UN PAS EN AVANT, DIX PAS EN ARRIERE

Sarko a reçu l’intersyndicale éducation nationale pendant que s’ouvrait la première taule pour mineurs
lundi 18 juin 2007

Nos nouveaux seigneurs, Sarkozy, Fillon et Darcos, ont reçu l’intersyndicale le 11 juin (en l’absence de SUD). Ils ont annoncé aux manants la disparition des décrets Robien. Mais si ce gouvernement nous annonce une bonne nouvelle, c’est forcément pour masquer quelques mauvais coups.

La précarité ? Les postes d’Emploi Vie Scolaire sont maintenus pour l’aide administrative aux directrices/eurs d’école. Donc l’État continue d’exploiter des précaires sur de petits CDD, plutôt que de confier le travail à des titulaires.
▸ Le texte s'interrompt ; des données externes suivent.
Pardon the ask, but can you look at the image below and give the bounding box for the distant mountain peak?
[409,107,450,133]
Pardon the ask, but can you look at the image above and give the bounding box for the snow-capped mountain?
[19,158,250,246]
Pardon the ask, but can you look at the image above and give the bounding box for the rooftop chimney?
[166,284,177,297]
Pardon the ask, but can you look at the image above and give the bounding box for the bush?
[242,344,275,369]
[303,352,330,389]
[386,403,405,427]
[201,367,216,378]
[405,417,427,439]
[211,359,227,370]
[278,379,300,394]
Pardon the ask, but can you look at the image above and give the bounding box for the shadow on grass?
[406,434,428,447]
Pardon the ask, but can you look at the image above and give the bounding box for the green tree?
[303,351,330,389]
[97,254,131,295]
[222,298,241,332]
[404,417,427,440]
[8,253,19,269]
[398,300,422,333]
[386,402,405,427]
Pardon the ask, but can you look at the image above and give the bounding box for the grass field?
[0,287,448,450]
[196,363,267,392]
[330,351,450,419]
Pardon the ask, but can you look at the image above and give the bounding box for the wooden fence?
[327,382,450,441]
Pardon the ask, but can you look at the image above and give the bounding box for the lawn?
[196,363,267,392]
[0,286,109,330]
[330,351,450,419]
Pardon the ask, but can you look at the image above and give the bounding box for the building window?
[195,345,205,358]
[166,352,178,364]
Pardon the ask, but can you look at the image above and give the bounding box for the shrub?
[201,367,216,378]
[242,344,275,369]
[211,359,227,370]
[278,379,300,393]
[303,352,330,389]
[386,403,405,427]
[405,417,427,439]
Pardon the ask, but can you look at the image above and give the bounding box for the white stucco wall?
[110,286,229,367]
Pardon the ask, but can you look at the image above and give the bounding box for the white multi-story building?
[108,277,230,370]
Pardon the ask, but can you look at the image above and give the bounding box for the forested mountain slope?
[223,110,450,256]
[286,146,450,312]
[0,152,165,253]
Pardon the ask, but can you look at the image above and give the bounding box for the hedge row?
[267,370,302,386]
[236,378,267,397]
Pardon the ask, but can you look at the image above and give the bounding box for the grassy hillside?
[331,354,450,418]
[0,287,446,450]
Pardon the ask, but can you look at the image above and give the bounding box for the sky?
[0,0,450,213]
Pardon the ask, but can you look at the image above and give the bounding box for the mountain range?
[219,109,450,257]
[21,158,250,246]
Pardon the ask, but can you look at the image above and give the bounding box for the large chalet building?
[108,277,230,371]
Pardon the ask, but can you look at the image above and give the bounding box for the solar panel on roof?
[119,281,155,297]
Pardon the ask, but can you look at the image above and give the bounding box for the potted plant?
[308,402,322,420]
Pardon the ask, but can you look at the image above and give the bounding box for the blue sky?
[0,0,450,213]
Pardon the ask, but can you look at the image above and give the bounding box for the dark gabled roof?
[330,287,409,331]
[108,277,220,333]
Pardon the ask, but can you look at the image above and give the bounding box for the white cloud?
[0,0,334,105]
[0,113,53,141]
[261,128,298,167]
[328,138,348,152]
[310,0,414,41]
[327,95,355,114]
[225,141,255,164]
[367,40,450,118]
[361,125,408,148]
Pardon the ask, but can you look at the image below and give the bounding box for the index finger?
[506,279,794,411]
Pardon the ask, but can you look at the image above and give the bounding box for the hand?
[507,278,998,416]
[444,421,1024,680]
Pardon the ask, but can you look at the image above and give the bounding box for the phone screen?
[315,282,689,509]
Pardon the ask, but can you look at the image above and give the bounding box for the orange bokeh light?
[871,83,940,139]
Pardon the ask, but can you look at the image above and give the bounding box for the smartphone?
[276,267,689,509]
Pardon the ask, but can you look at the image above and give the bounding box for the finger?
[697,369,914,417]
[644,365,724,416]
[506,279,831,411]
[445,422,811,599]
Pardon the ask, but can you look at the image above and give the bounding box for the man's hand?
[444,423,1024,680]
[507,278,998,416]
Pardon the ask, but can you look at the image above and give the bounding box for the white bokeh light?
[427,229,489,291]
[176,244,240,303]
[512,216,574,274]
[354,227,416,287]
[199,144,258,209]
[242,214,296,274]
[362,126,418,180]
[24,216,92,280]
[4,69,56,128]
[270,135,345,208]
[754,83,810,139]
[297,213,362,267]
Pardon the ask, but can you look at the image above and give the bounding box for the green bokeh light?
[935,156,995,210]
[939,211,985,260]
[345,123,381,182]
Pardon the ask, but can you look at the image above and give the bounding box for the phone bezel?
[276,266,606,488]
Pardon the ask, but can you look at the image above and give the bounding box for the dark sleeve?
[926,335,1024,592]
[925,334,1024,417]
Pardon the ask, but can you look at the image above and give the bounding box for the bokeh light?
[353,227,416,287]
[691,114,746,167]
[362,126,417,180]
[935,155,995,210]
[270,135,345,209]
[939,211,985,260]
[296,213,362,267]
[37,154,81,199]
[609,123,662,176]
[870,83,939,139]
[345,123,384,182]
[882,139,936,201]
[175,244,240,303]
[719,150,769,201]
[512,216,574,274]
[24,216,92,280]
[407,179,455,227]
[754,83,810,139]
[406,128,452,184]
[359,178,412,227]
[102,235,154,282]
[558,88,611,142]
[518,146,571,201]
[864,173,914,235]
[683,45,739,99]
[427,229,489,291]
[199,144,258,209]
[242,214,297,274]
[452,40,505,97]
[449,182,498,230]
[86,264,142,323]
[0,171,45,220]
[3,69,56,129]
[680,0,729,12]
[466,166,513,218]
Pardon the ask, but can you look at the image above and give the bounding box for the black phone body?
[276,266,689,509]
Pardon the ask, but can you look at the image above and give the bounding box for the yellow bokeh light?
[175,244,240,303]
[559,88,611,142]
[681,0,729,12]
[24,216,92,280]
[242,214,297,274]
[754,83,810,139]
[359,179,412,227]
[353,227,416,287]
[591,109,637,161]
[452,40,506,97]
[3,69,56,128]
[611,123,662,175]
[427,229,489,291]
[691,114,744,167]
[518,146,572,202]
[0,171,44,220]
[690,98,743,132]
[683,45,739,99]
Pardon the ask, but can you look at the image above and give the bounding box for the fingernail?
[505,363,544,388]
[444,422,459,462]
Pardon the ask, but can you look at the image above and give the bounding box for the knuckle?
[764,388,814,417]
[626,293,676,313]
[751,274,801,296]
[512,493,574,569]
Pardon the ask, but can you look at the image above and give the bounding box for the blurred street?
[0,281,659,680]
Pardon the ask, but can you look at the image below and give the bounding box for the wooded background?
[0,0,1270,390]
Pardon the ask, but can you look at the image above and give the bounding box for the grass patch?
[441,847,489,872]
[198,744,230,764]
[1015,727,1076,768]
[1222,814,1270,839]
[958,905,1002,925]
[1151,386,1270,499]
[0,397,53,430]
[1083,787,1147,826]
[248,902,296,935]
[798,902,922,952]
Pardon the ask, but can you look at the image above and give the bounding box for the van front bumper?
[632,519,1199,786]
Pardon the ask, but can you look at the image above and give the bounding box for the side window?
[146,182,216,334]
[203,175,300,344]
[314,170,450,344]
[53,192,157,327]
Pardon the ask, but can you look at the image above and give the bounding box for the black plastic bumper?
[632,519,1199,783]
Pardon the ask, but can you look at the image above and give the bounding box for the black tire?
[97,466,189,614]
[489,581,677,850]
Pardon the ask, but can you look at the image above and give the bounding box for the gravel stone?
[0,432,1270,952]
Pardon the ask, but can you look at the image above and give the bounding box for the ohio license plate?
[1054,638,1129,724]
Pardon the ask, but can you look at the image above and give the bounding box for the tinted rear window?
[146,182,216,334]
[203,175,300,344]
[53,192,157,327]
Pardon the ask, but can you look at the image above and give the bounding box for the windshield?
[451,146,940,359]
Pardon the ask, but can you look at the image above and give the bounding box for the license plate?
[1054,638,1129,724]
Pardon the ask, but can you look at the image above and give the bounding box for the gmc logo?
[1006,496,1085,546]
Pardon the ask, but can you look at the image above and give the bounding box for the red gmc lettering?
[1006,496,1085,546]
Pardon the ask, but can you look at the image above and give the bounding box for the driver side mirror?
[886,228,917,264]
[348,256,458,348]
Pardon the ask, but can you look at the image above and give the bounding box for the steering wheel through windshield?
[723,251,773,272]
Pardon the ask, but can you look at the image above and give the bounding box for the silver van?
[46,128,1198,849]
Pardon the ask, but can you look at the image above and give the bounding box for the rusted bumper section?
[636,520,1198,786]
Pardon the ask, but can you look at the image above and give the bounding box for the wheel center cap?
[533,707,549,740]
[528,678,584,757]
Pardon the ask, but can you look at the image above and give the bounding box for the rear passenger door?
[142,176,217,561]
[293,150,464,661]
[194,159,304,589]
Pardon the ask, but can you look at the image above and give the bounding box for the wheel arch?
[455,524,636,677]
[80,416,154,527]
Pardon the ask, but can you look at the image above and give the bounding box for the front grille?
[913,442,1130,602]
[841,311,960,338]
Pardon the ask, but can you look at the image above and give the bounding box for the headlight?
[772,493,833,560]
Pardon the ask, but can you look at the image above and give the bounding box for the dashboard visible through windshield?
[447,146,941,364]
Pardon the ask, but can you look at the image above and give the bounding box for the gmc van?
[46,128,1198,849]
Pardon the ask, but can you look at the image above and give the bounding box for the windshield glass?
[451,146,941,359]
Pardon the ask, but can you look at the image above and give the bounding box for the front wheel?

L’accueil des élèves en situation de handicap ? Il est officiellement renforcé par le nouveau « droit opposable », mais toujours confié à des collègues en grande précarité et sans vraie formation, ce qui montre bien que seuls comptent la vitrine et l’effet d’annonce, et non pas la qualité de l’accueil de ces élèves. Ces enfants seront bien scolarisés près de chez eux, mais dans quelles conditions (locaux, matériel, formation, accompagnement à long terme...) ?

Tout cela ne fera pas oublier le maintien de mesures catastrophiques héritées de Robien, par exemple les 3 058 postes d’enseignant-e-s supprimés, qui seraient compensés... par des heures supplémentaires. Peu importent donc la qualité du travail, la fatigue des collègues, la baisse des postes au concours, la précarisation du métier d’enseignant-e. Il faut maintenant « travailler plus pour gagner plus ».À SUD, nous préférons « travailler moins pour travailler tou-te-s ».

8 000 postes d’EVS sont aussi supprimés dans les lycées, et c’est autant de collègues en moins pour accueillir, éduquer, écouter, encadrer les élèves. Des caméras de surveillance pourront peut-être les remplacer, comme dans les collèges des Hauts-de-Seine, département présidé hier par un certain Nicolas Sarkozy. Les systèmes biométriques ou les puces électroniques RFID sont déjà dans les tuyaux pour fliquer la population, dans l’école et au dehors. Les luttes futures se précisent donc pour celles et ceux qui pensent encore que l’éducation est avant tout affaire d’humanité, et non pas d’économie budgétaire et de gadgets sécuritaires.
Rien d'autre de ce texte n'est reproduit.